No one deserves to be abused; yet in 2013 Victim Assistance Advocates had over 1,200 contacts with victims of domestic violence and over 900 contacts with victims of stalking, harassment or intimidation. Many people in our county suffer silently from not only physical, but also verbal, emotional and sexual abuse in their homes; and this is unacceptable. In the state of Indiana victims have legal rights, and from initial contact through criminal sentencing, our office offers many services to assist victims in exercising their rights. 

What We Do

The Elkhart County Prosecutor’s Office has an entire division devoted to victim assistance, and they play a vital role in providing assistance and resources to victims of domestic violence. The Victim Assistance Division serves as a liaison between the Prosecutor’s Office and local law enforcement agencies, providing case updates and information. Victim Advocates are professionals, many with degrees in criminal justice or mental health, and they receive specialized training on working with victims of crime. 

Domestic violence victims come to our office many ways. Advocates send out Victim Impact Statements when prosecutors file charges, police responding to domestic calls hand out contact cards, and some people contact our office directly. Every week advocates walk numerous individuals through the process of filing protective orders. Our office runs the “Change Your Locks, Change Your Life” program, and offers a voluntary support group with childcare for women who are victims of domestic violence and abuse. 

When most people think of the work of a prosecutor’s office, they think of the Trial Division. The Elkhart County Prosecutor’s Office has a deputy prosecuting attorney assigned to handle all felony domestic violence cases. Through the STOP Violence Against Women grant, our deputy prosecutor receives additional annual training on improving law enforcement and prosecutor responses to violent crimes against women. Prosecutors work closely with advocates as victims navigate the legal system, some for the first time. 

Abuse ends when abusers stop abusing. As part of an effort to offer comprehensive solutions, offenders with pending charges or domestic battery convictions are often ordered to attend Batterers’ Intervention. This class includes topic like how to deal with and express anger. The goal of treatment is holding a batterer accountable and responsible for their actions. The Court also frequently orders addiction assessments when alcohol or drugs were present during an abusive situation to help connect offenders with appropriate substance abuse resources.  

Get Involved

Of course domestic violence isn’t a problem that can be solved solely by the criminal justice system; people’s lives are changed through relationships and community. Acts of domestic violence frequently go unreported to law enforcement, and it can be emotionally draining to watch a friend suffer. If you are concerned a loved one is a victim of domestic violence, let them know that no one deserves this treatment, and you are willing to guide them to resources when they are ready. If you want to educate yourself about domestic violence and cycles of abuse, information is available through our Domestic Violence Resources page. 

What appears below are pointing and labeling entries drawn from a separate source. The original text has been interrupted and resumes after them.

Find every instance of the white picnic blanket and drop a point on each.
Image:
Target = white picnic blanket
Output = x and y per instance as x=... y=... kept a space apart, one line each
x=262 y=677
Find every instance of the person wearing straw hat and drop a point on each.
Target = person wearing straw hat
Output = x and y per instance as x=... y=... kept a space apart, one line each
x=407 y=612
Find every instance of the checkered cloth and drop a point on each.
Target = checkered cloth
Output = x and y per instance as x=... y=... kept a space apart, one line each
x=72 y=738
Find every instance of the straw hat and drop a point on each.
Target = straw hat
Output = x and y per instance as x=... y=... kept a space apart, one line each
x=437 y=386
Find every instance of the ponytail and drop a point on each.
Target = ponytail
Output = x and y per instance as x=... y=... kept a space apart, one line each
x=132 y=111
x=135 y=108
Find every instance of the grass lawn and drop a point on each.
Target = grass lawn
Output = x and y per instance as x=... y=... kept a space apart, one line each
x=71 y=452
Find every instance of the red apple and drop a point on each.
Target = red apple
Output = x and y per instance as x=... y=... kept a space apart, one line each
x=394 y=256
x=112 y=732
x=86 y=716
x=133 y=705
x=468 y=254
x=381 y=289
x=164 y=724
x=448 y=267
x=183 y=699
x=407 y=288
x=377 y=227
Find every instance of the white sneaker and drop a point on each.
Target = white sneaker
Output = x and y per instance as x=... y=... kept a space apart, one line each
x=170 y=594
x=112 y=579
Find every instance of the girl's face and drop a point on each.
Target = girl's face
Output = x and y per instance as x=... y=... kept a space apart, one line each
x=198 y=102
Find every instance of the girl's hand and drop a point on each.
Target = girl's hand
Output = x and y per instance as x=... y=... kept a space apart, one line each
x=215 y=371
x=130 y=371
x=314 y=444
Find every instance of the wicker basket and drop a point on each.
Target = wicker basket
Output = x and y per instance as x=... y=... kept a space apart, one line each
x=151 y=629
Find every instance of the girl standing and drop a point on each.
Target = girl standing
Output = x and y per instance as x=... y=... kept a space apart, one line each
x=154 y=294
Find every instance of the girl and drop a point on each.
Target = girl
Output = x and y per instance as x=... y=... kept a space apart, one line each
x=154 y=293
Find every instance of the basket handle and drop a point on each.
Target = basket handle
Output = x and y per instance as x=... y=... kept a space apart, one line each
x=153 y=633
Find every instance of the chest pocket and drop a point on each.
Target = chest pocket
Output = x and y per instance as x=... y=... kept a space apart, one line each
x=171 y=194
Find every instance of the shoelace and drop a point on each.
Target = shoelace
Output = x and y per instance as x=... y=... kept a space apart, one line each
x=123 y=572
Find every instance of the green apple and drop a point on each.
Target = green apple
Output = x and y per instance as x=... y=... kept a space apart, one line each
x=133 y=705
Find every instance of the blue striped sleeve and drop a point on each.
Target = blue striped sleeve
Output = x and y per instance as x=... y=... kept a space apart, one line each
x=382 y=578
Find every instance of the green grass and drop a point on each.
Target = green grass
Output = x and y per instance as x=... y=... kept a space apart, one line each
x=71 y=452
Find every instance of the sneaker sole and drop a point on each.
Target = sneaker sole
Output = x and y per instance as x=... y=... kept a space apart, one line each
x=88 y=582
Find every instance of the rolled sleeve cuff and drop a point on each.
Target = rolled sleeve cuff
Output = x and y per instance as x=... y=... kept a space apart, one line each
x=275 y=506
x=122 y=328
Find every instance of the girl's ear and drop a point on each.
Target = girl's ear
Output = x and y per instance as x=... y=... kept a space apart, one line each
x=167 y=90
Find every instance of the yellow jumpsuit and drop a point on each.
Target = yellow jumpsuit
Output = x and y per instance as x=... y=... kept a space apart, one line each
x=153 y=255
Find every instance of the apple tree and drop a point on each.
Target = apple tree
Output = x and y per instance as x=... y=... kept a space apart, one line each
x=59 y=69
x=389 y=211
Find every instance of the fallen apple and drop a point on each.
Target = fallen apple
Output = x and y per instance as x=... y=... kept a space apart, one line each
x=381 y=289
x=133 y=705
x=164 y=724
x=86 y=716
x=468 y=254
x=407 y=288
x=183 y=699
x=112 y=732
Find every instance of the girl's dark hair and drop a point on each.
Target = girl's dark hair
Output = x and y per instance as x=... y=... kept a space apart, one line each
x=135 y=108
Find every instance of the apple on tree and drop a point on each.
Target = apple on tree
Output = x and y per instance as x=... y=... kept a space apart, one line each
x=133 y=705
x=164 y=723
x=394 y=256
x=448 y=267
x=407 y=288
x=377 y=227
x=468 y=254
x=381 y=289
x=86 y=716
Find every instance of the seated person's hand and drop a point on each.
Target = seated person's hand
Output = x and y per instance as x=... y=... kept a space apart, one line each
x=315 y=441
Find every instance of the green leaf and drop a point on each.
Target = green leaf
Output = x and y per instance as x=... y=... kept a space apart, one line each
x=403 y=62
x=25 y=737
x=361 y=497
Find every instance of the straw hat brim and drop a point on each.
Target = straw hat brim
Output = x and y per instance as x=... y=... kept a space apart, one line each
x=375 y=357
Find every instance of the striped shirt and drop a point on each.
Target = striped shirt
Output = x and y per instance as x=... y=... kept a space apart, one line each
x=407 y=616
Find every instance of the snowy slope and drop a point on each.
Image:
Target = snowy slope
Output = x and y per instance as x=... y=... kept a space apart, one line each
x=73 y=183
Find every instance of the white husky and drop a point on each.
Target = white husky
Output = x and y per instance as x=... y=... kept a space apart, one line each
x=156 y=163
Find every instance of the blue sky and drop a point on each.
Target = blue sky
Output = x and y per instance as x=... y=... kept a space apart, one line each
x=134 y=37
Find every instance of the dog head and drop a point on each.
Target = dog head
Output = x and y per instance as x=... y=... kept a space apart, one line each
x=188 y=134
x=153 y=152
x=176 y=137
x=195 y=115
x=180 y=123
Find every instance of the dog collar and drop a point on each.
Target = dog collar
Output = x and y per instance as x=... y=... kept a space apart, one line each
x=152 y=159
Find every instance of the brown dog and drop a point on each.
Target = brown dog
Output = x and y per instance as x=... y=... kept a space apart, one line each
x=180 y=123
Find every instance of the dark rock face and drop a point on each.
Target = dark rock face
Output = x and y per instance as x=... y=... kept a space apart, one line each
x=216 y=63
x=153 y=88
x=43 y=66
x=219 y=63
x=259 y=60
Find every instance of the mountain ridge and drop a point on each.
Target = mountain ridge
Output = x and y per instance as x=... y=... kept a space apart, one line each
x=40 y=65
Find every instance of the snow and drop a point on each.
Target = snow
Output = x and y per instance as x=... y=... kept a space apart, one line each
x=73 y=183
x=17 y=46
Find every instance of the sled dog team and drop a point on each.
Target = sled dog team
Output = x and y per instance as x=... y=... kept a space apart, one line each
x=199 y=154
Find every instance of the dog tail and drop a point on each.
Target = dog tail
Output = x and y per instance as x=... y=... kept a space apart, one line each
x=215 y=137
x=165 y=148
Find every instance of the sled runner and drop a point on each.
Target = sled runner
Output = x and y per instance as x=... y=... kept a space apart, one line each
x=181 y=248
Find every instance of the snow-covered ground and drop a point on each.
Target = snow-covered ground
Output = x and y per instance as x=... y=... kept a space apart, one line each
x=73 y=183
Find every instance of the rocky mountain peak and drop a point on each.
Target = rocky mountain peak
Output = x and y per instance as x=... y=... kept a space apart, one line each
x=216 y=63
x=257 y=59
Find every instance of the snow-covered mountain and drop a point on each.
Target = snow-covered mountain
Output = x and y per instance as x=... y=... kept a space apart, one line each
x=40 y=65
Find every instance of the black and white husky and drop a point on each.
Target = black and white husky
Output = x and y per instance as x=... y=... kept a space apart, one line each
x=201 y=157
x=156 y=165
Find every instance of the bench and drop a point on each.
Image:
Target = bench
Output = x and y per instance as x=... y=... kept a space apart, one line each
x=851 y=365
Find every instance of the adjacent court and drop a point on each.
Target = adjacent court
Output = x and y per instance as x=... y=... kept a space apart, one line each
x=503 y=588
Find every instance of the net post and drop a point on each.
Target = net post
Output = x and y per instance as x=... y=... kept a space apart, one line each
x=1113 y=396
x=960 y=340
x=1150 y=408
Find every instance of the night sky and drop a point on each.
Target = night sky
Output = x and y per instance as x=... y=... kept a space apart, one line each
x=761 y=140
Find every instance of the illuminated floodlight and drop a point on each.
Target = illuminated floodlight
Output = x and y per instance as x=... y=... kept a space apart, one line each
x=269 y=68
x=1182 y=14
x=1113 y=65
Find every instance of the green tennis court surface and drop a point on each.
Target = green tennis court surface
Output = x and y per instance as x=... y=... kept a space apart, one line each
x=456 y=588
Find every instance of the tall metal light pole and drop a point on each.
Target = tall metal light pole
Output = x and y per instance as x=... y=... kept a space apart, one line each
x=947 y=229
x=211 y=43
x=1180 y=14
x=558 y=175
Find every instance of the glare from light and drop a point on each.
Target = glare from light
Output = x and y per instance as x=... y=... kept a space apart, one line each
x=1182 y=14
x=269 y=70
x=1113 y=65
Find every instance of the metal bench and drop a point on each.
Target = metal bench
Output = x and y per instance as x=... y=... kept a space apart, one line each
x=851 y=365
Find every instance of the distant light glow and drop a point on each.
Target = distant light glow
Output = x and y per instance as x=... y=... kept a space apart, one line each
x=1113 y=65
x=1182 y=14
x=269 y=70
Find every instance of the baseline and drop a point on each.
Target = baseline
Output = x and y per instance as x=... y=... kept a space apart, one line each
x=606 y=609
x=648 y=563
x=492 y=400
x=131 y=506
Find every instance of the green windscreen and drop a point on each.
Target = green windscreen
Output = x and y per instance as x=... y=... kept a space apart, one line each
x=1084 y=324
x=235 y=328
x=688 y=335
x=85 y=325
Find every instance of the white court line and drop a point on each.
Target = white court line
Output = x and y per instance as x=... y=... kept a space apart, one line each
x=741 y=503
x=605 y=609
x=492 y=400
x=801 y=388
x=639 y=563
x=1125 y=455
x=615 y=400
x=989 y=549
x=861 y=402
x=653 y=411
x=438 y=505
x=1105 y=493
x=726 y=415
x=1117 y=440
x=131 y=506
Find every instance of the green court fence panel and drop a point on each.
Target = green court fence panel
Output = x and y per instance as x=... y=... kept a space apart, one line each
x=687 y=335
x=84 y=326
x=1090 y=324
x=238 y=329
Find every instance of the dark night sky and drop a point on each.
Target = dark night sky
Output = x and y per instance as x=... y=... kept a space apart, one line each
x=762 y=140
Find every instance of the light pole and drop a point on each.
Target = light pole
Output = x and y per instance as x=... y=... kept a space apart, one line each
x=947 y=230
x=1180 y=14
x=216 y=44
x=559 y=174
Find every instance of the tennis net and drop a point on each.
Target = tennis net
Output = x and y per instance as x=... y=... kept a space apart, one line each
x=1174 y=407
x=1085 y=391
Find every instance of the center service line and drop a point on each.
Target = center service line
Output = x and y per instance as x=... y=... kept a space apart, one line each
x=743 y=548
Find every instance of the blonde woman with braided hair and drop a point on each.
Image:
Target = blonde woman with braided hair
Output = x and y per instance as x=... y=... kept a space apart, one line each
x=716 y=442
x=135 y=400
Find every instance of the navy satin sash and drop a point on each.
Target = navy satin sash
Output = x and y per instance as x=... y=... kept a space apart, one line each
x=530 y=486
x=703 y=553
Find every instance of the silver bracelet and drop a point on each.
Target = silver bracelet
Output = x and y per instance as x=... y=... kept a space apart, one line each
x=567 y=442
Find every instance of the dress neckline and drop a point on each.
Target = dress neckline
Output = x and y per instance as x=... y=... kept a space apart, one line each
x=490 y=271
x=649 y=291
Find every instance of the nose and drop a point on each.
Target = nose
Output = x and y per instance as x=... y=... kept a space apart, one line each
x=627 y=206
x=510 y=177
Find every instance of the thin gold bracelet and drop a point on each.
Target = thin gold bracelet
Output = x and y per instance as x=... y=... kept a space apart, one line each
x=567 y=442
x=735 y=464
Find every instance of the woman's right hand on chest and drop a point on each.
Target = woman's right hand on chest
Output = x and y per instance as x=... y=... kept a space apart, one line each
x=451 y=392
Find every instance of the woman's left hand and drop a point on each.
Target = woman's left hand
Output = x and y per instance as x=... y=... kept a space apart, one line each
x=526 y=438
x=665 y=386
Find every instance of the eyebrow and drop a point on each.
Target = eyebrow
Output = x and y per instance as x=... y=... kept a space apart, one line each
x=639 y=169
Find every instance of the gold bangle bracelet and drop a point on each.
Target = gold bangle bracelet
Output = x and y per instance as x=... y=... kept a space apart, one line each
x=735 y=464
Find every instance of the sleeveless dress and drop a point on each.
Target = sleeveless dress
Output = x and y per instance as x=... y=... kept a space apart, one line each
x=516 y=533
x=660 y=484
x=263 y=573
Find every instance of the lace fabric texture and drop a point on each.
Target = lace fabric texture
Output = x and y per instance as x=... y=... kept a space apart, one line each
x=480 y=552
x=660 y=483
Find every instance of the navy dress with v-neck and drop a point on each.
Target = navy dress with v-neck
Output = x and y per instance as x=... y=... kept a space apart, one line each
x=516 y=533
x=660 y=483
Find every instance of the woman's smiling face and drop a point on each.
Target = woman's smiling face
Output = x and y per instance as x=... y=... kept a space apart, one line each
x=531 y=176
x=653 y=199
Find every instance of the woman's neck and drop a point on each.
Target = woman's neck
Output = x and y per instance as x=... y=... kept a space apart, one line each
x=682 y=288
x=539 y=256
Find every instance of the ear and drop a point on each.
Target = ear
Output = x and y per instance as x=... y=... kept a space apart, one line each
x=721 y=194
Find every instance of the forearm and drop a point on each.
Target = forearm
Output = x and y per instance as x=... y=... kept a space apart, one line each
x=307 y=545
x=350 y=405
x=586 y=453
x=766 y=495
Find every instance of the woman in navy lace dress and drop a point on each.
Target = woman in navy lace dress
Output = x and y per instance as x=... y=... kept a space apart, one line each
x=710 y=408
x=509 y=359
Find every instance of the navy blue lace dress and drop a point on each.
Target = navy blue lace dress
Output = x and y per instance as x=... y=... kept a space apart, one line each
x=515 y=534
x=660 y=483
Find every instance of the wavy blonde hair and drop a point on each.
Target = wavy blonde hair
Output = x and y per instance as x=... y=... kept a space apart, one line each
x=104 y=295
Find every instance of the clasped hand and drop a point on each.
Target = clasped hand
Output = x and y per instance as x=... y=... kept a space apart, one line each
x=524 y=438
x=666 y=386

Our Victim Assistance Division provides referrals to may great local organizations which help victims cope with the effects of crime. Many of these organizations like Church and Community Services, Elkhart County Women’s Shelter, and Child and Parent Services are supported by donations and volunteer time. If you feel strongly about this cause, don’t just talk about it, volunteer! Contact information for many local organizations can be found on the Victim Assistance Resources page of our website. 

Upcoming Event

On Sunday, February 23rd I will be joining State Representative Rebecca Kubacki on WNIT’s Politically Speaking show. Tune in at 2:00 PM to hear us discuss domestic violence issues and more about what the Elkhart County Prosecuting Attorney’s Office does to assist victims.